Gitlab

Constructing the pipeline

September 22, 2016 DevOps, Gitlab, Haskell, Ubuntu No comments

If you successfully added a Gitlab project and pushed our Yesod code there, you might notice that some builds are being executed on your runner. That’s because the project already contains a .gitlab-ci.yml file. As you can see, it’s pretty much empty – just some prints for sake of checking whether the runner is configured properly.
Since it is, now is the time to adjust our pipeline to a more complex scenario. Obviously, there are dozens of pipelines used for many cases. Here I want to present one, quite simple deployment routine. We won’t be using all the steps yet (since we only have unit tests now), but they will come later during development (if not on this blog, then during your own coding sessions).

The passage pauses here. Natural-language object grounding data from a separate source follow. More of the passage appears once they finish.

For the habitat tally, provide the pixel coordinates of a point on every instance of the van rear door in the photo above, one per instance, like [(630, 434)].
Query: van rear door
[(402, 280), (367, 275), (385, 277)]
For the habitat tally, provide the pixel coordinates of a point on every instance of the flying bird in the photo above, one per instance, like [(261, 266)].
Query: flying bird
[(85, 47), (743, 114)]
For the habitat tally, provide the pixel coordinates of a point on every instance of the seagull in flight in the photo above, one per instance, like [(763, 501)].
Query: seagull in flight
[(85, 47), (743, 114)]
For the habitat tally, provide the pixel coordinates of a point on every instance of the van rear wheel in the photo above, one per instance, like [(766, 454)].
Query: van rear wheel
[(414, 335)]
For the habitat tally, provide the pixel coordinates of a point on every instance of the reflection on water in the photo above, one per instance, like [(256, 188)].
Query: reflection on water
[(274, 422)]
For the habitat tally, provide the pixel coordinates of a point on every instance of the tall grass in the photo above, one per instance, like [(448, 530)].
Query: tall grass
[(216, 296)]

I propose a four-step pipeline, in .gitlab-ci.yml coded as:

stages:
  - dev-testing
  - packaging
  - integration-testing
  - publishing

dev-testing is the part executed by developers on their local machines – this usually boils down to some linter, compilation and unit test execution. I treat “unit tests” as tests which do not require any particular binary file available on build server (for example a separate database instance or some set of services). For these reasons, tests that use only sqlite are fine for me in this phase. Of course, feel free to disagree, I’m not going to argue about it. This phase goes first (before the “official” build phase), because – for compiled languages like Haskell – a separate build is required for test cases, and that’s kind of a commit sanity check. This stage should only fail if the developer didn’t run proper scripts before commit (ideally never), or if he’s not required to (e.g. for a really small project).

Next stage, packaging, is a phase that should never fail. It consists of building a whole deployment package, resolving dependencies, constructing RPM, DEB, Docker image or whatever deployment system do you use and pushing it to test-package repository (not necessarily – it may be sometimes passed as an artifact between builds).

Third stage, integration-testing is arguably the most important piece of the whole pipeline. It is needed to verify whether all the pieces fit together. They require full environment set up, including databases, servers, security rules, routing rules etc. I’m a big fan of performing this phase automatically, but many real-world projects require manual attention. If you have such a project, the best advice I can give you is – run whatever is reasonable here, and publish internally if it passes. Then handle the passed scenarios to your testers and add another layer of testing-publishing (possibly using a tool dedicated for release management). This stage will fail often – mostly due to bugs in either your code or your scripts (which are also your code) – there will be races, data overrides and environment misalignments. Be prepared. Still, it’s the purpose of this stage – things that will fail here, most probably would fail on production otherwise, so it’s still good!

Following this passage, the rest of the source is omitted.